A menina e o calango

As cascas de uma outra hora ainda arruinavam, via-se bem assim nos joelhos descarnados, quando a menina, muito mirradinha, escorregou pelos dois degraus da porta da frente, arrancando-as de novo e fazendo vazar o sangue que sempre manchava os tijolos gastos. Esfregou as mãos com uma careta enfezada e guardou a dor para chorar mais tarde. Agora, não.

Espiou, curiosa, o bicho. Deu dois ou três passos adiante e, de pronto, um para trás. O bicho olhou para ela, num instante parou de bisbilhotar nas bordas do chiqueiro vazio, onde só um barro seco fedia. Sustaram os dois assim um tempo antes de voltarem às suas tarefas, ele à bisbilhotice e ela à admiração.

A velha chamava a cada pouco lá de dentro, não sabia a menina a quê. Nem tornava. Esticou-se com a barriga no chão duro e segurou o queixo com as mãos, só vendo. O bicho fuçava. Devagar, ajeitou-se mais para perto dele, dava mesmo para ver o couro verde e marrom, até um certo cheiro achou que era seu. O bicho fuçava. No começo, ele ainda voltava-se, desconfiado, na direção daquela criatura esquisita, remelenta e tudo. Aí, vai ver, habituou-se. Deu o rabo.

Por aí estavam a menina e o calango, quando num repente ela despistou, sacudindo-se nos trapos. O bicho, que fuçava, chispou para os lados do barro seco e malcheiroso. Enfiou-se num buraco qualquer e de lá ouviu as misérias do bruto roceiro.

O sujeito bramiu feiúras, ao passo que a menina procurou se apartar do desmerecido, mas não deu. Todo o quase nada dali era dele, devia-se a ele, vinha dele feito ela, não interessava nem que fosse debaixo de picumã, dele era, e só.

Naquele dia, pouco havia na tardezinha para se comer. O mingau rareava, dizia a velha. Decerto, não se tinha de onde. O tal se melindrou, abandonando à mesa a vasilha suja. A menina, então, aproveitou-se, levando o dedo até lá, para depois lamber com gosto a porção a mais.

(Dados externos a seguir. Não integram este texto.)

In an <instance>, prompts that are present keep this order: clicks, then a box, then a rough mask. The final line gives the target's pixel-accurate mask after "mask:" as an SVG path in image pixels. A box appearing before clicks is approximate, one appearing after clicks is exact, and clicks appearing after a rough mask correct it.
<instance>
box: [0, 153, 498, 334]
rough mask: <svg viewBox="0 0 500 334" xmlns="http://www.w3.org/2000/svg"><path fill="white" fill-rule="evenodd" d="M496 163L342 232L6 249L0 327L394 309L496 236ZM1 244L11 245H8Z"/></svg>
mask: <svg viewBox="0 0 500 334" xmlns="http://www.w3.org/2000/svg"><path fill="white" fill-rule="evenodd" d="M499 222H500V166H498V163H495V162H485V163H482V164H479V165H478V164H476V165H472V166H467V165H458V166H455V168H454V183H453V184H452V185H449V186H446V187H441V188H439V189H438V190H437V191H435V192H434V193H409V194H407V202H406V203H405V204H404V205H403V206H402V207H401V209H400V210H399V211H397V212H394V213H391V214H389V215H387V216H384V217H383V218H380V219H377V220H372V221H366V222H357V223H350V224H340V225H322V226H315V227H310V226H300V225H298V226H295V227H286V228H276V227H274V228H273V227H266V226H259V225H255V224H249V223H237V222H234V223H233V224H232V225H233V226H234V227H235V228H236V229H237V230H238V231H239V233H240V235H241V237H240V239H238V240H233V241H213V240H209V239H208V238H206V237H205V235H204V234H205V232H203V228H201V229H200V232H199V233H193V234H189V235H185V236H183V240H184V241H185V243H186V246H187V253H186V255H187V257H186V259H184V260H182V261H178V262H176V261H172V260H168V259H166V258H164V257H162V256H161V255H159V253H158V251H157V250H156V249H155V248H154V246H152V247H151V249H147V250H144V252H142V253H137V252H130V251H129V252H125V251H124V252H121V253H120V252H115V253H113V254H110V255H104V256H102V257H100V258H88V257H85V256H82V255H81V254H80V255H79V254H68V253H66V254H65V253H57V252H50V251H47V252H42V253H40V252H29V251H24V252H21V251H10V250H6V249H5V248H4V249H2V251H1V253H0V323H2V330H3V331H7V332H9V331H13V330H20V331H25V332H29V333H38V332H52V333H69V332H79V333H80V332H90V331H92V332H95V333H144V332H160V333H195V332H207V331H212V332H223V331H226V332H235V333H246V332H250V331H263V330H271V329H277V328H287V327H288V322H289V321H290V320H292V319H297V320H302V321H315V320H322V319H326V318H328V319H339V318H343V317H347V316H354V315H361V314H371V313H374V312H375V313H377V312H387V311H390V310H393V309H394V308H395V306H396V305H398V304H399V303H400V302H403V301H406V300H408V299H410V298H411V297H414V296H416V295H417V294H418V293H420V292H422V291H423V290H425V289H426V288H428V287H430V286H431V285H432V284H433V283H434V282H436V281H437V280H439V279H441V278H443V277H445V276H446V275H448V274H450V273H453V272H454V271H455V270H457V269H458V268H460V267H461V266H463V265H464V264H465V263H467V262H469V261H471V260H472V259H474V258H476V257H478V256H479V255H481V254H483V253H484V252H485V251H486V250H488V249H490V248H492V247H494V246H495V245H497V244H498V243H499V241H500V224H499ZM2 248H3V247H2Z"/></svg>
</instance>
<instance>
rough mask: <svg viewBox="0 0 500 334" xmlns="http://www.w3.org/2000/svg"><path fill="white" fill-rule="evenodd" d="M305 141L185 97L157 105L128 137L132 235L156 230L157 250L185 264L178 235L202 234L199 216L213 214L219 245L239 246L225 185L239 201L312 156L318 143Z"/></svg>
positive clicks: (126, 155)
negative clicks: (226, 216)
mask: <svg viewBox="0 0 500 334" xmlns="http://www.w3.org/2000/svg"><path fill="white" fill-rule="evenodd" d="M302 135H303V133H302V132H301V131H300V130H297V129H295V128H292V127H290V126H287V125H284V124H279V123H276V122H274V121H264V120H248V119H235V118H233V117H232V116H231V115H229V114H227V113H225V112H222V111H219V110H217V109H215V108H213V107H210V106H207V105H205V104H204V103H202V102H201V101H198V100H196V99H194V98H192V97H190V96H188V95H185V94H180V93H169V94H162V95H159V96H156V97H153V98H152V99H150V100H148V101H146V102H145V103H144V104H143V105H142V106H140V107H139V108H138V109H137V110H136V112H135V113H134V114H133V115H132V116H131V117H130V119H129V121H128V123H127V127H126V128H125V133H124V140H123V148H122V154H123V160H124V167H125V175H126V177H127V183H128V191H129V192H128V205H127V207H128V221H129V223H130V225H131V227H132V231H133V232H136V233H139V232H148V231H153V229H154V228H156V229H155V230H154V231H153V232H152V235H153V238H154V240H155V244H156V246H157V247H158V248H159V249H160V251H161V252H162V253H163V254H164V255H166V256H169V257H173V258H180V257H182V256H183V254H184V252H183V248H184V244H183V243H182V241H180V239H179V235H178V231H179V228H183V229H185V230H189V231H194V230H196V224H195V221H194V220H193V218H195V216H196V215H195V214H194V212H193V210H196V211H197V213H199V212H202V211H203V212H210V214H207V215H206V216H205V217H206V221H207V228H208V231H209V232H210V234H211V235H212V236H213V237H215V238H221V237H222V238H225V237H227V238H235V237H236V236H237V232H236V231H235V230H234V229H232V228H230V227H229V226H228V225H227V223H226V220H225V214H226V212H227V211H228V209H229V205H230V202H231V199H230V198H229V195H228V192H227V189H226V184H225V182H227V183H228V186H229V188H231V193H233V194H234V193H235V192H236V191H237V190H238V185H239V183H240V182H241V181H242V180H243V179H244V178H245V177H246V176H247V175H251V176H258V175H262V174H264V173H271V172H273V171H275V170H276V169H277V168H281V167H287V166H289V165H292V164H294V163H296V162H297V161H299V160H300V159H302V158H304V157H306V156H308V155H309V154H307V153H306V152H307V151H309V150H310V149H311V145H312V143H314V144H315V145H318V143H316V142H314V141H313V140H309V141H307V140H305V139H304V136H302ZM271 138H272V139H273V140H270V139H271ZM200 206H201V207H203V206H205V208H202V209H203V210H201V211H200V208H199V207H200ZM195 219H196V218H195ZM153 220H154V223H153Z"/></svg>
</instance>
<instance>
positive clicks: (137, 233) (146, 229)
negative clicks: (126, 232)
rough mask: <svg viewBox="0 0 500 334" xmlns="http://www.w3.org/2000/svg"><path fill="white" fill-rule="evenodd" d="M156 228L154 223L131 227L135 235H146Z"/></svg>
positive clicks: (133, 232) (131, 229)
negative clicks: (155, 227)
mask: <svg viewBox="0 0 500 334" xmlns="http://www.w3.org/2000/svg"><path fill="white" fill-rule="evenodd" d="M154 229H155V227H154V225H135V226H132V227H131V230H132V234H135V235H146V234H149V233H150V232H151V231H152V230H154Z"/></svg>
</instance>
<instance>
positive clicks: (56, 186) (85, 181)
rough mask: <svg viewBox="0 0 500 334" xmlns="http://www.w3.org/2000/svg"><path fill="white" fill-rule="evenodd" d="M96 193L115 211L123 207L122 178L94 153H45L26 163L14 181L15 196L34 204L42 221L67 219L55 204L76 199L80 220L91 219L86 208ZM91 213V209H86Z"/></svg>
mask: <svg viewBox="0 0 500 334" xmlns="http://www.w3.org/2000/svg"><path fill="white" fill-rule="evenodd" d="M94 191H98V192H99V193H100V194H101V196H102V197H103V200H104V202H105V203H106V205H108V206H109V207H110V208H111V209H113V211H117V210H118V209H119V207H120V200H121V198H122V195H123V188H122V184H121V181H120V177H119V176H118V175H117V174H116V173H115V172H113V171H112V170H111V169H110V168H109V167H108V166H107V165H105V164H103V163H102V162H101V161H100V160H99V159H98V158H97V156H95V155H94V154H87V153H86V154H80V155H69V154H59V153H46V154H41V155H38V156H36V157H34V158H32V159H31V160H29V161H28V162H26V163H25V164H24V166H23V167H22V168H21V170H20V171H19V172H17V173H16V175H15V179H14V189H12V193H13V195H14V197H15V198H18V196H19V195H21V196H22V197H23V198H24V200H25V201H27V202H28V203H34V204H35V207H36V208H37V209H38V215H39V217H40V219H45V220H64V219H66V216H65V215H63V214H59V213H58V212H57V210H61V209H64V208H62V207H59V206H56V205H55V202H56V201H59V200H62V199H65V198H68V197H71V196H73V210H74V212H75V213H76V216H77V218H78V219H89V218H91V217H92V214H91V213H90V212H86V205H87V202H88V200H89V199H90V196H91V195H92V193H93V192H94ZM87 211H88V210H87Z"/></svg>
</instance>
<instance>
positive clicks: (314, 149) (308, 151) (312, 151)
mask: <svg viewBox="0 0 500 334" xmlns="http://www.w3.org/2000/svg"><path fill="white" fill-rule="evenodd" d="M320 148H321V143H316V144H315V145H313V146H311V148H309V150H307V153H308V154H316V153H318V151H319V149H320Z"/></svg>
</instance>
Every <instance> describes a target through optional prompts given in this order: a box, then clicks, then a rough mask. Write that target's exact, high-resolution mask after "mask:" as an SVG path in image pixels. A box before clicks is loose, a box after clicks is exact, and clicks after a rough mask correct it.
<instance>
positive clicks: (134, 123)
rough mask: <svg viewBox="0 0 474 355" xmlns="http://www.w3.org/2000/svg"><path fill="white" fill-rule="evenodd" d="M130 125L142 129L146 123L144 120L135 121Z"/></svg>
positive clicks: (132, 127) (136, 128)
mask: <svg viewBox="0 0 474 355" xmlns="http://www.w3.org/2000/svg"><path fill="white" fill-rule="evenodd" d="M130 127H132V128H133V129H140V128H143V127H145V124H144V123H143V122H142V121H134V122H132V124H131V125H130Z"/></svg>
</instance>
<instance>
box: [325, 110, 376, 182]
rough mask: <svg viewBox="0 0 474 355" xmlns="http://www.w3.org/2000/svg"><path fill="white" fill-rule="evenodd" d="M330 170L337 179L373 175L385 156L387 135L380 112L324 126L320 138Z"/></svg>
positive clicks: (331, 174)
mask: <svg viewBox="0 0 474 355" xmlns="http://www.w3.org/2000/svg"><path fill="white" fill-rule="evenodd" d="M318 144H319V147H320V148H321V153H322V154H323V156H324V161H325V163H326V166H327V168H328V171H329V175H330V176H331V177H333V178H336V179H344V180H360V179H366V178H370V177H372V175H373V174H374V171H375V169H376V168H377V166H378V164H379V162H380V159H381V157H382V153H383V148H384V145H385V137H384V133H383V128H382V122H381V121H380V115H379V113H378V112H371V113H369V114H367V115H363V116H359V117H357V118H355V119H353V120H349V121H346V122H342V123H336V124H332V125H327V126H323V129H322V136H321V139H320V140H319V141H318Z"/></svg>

De saída a esmo, o pai escancarava outras misérias, que isso que aquilo, ia achar uma caça, fosse mesmo um calango. Lambuzada, ela arregalou os olhinhos abatidos. No leito, atentou de noite, comprida que foi, à claridade duma daquelas luas.

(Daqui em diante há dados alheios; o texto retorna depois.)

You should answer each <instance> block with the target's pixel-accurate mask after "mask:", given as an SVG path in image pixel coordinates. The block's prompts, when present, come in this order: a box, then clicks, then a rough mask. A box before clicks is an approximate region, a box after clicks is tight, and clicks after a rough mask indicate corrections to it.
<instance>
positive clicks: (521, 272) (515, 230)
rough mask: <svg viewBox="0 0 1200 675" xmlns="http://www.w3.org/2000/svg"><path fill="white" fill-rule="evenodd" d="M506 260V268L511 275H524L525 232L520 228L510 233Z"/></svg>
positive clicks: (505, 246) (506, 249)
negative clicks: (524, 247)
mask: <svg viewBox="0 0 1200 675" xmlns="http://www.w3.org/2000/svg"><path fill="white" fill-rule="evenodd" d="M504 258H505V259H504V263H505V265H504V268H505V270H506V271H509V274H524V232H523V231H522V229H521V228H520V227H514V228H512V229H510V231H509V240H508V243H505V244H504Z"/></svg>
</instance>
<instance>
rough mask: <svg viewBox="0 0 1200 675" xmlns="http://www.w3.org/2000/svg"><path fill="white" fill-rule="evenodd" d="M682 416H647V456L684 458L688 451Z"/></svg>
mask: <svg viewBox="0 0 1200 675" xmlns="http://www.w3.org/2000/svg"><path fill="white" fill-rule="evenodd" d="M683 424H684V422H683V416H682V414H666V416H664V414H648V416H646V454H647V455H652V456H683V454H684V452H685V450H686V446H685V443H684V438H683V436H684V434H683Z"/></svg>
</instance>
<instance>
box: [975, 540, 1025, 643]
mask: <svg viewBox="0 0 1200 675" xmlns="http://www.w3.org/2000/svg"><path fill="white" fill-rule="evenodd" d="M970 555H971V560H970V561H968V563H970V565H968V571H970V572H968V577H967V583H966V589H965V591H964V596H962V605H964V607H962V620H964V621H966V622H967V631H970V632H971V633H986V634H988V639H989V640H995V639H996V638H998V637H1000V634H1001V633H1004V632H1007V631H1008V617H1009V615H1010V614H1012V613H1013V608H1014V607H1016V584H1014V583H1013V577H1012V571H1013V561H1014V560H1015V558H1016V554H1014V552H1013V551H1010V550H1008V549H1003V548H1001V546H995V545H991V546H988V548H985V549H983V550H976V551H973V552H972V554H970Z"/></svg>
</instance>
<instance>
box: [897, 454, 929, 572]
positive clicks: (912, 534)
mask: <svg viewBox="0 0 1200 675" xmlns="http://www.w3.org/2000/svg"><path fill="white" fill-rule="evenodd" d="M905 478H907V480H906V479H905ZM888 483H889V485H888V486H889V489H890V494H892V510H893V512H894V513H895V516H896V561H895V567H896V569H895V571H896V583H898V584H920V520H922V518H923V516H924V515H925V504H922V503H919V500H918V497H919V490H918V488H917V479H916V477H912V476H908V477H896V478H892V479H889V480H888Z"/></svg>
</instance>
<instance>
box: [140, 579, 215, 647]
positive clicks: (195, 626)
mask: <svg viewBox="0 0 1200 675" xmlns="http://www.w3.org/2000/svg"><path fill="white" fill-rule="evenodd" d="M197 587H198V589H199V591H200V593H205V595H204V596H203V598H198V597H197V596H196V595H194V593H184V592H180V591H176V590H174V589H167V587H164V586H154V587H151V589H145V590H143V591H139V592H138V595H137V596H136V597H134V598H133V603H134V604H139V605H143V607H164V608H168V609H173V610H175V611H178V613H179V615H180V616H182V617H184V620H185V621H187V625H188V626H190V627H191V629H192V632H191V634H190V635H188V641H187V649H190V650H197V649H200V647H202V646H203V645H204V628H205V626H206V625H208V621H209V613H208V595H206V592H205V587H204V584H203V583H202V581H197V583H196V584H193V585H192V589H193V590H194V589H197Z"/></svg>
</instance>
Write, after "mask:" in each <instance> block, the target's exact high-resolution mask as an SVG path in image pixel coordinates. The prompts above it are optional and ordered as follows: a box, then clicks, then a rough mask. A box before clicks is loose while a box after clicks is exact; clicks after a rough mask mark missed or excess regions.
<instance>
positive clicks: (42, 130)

Quieta, pensou no bicho. Depois, lembrou também do pai. Teve medo. Se pudesse, aquietava ainda mais, nem respirava, para não magoar o pai, para ele não pensar mais em coisas ruins.

De manhã, e também de tarde, a avó chamava, mas ela não vinha. Ficava lá, vendo o bicho, aquela cor bonita, uns olhos acesos. Sempre fuçando. Ela ria enquanto a beirinha do umbigo se desenhava na areia.

Noutros dias, o sujeito se pôs muito mais injuriado, cheio de brutezas, sacando da boca azeda a munição de tantas desditas. A velha cochichava para ela própria, dia após dia repisava os mesmos termos sem sentido. Até que não se tinha quase nada para a janta, e o pai se rebelou contra o mundo, desdizendo rezas e clamando pelo diabo, que poucas intenções teria de se meter ali. A lua esmaeceu devagar, só vinha agora a escuridão.

Nesta manhã de ontem, a menina foi para os arrabaldes do chiqueiro e espreitou. Esperou mesmo mais de quatro horas pelo bicho, sem sucesso. Lembrou-se dele fuçando no barro seco e fedorento, o couro marrom e verde, aquela boniteza. Avistou os quatro cantos do chiqueiro, toda esperançosa, mas ele não veio de jeito nenhum. Depressa, também sobreveio à ausência da companhia a imagem bruta do pai. Matutou. Matutou. O tempo correu, ela juntou o pouco que tinha nas idéias e logo se alarmou: avizinhou-se de seu coração em desespero a certeza de que haveria janta mais tarde.

Sozinha na terra quente, zangou-se contra tudo. Queria matar os dois de casa, bem dum golpe só, a enxada. Não teria sido assim o jeito do pai com o calango? Mas logo, desvigorada, deixou murchar a fúria e vir no lugar a melancolia, uma solidão desmedida.

Nisso, a velha chamava. Dum salto, a menina ergueu-se e desabalou no rumo da casa. Olhou para a avó e para o pai, para o fogo e para a mesa. Só havia um pouco de farinha, mais nada. Então, ela se pôs a rir - com o maior amor pelo mundo.